I think this is now ready for review.

The reason why this PR has a bigger changeset is because I changed the representation of fabric_index from u8 to NonZeroU8 in all places, where we do expect a valid fabric index (i.e. where 0 - which is "no fabric" or "invalid fabric" - is actually not expected and should not be accepted). For example:

While NonZeroU8 cannot protect us from fabric index 255 (which is also invalid), I think the fact that we can now differentiate between the two cases (no fabric is OK vs fabric should be there) is already beneficial for the readibility of the code.

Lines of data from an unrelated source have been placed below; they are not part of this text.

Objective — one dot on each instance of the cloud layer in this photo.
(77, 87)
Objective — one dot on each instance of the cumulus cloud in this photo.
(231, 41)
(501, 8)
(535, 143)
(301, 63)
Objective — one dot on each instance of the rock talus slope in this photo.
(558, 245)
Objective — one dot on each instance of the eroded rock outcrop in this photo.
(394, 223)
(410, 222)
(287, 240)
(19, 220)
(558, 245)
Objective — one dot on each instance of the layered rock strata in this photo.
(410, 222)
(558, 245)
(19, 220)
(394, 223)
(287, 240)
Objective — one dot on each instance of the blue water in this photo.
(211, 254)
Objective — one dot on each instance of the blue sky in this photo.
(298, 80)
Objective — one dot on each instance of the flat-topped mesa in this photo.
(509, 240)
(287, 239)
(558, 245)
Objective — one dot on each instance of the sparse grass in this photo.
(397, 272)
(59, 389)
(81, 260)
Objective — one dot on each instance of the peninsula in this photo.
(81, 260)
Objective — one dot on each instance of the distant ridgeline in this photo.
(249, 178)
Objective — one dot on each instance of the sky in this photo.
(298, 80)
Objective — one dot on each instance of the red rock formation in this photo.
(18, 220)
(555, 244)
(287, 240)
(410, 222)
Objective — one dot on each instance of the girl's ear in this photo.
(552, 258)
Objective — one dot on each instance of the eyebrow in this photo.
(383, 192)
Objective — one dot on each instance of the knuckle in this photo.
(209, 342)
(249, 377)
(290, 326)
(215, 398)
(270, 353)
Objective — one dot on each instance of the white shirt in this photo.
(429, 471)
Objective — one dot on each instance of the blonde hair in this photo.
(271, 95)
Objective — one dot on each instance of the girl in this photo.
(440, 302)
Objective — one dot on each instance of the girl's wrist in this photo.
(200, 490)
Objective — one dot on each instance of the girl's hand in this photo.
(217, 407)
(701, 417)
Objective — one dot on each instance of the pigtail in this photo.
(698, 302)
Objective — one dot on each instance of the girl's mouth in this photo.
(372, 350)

Btw, Option<NonZeroU8> is technically and representationally equivalent to u8 in that the None value is modeled by the compiler with the value "0". So I preserved u8 to represent the case where "no fabric is OK", also because NonZeroU8::new(<u8>) gives Option<NonZeroU8> anyway i.e. converting between these two equivalent representations is trivial.